Maureen Selley, Secretary, writes: The North Devon Record Office in Barnstaple, Devon, holds some material relating to the North Devon Infirmary, but it has no list of subscribers or benefactors in its collections. The infirmary, at the end of Litchdon Street in Barnstaple, was founded in 1824 and paid for by public subscription; it closed in 1978.
The Reports list all the benefactors and subscribers, with abodes and annual payments made. The majority of names are from the north Devon area, but a small number lived elsewhere in Devon, or out of county. Depending on the amount subscribed, individuals could nominate themselves or others for treatment as in- or out-patients.
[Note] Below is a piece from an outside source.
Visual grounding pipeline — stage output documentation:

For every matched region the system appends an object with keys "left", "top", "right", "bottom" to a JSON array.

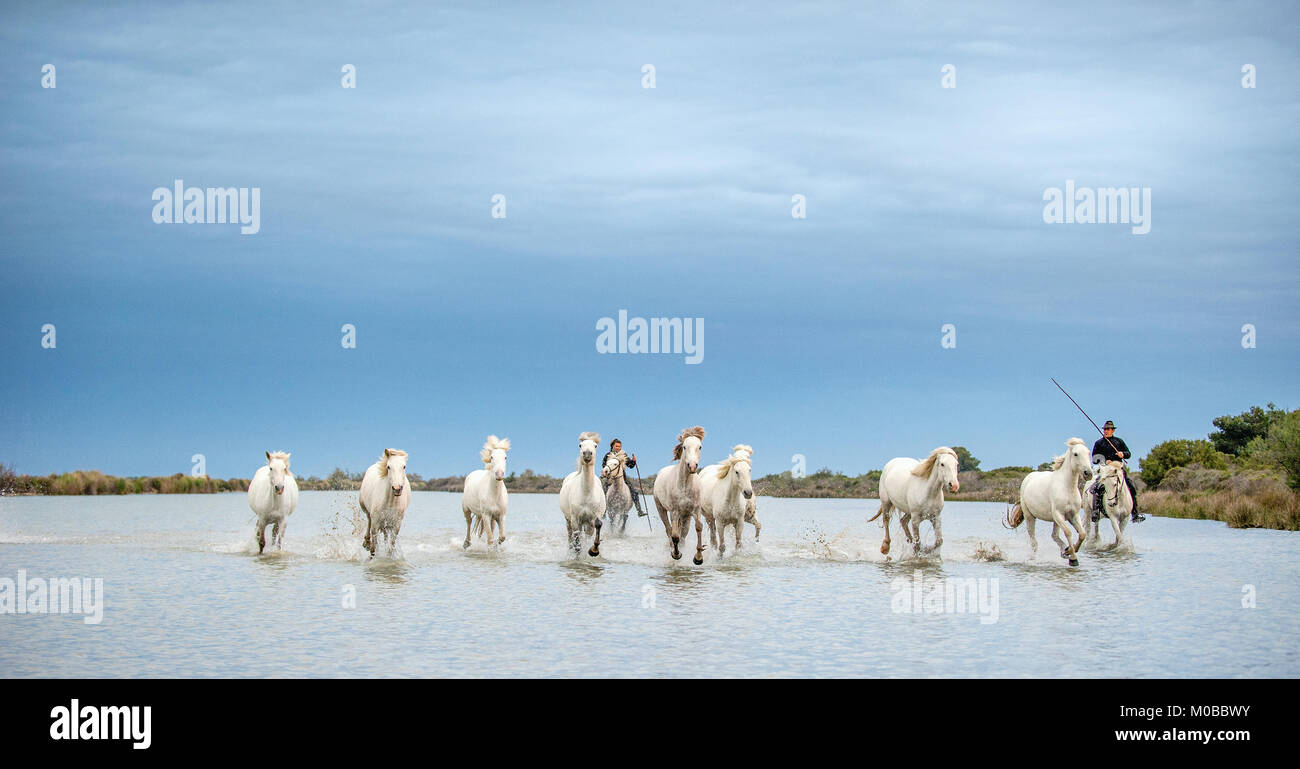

Annual accounts, Secretaries’ reports, the Resident Medical Officer's Report, together with amounts collected from several churches, chapels and local Unions are also included.
The Secretary's Report for 1846 mentions a “melancholy event” and continues: “We regret to find that the affairs of the Institution are not in so satisfactory a state… In the absence of a sufficient supervision …considerable laxity appears to have occurred both in the collection of the income of the Institution and the payment of its expenditure…..Large arrears of subscriptions have been suffered to accumulate, and a serious amount in trademen's bills, with which the accounts had been debited, remain unpaid.” This veiled statement is made clearer by an account in the North Devon Journal, which stated that J. Knox, the Secretary and House Surgeon of the North Devon Infirmary, committed suicide with cyanide on the day his accounts were to be examined. By the year 1900, the number of in-patients since the foundation in 1824, was recorded as 34,309 and the number of out-patients as 105,208.
Devon Family History Society (DFHS) was particularly interested in this publication, as it contains an uninterrupted run of Annual Reports over 54 years, with many local names among the annual lists of benefactors and subscribers. However, at £1,500, the cost of this large book was beyond the Society's purchasing budget, even when the bookseller's discount reduced it to £1,200. We were delighted to be offered a grant of £1,000 by FNL, leaving us with just £200 to raise locally.
DFHS has digitised the reports at its research Centre in Exeter and will organise a project to transcribe the names and other information within the reports. The images and indexes will be made available to social, local and family history researchers.
In due course, the Reports will be given, as an unconditional gift, to the North Devon Record Office in Barnstaple, to add to the other records for the Infirmary. DFHS appreciates the generous assistance given by the Friends of the National Libraries, which enables this unique document to remain in Devon, where it will benefit a large number of researchers.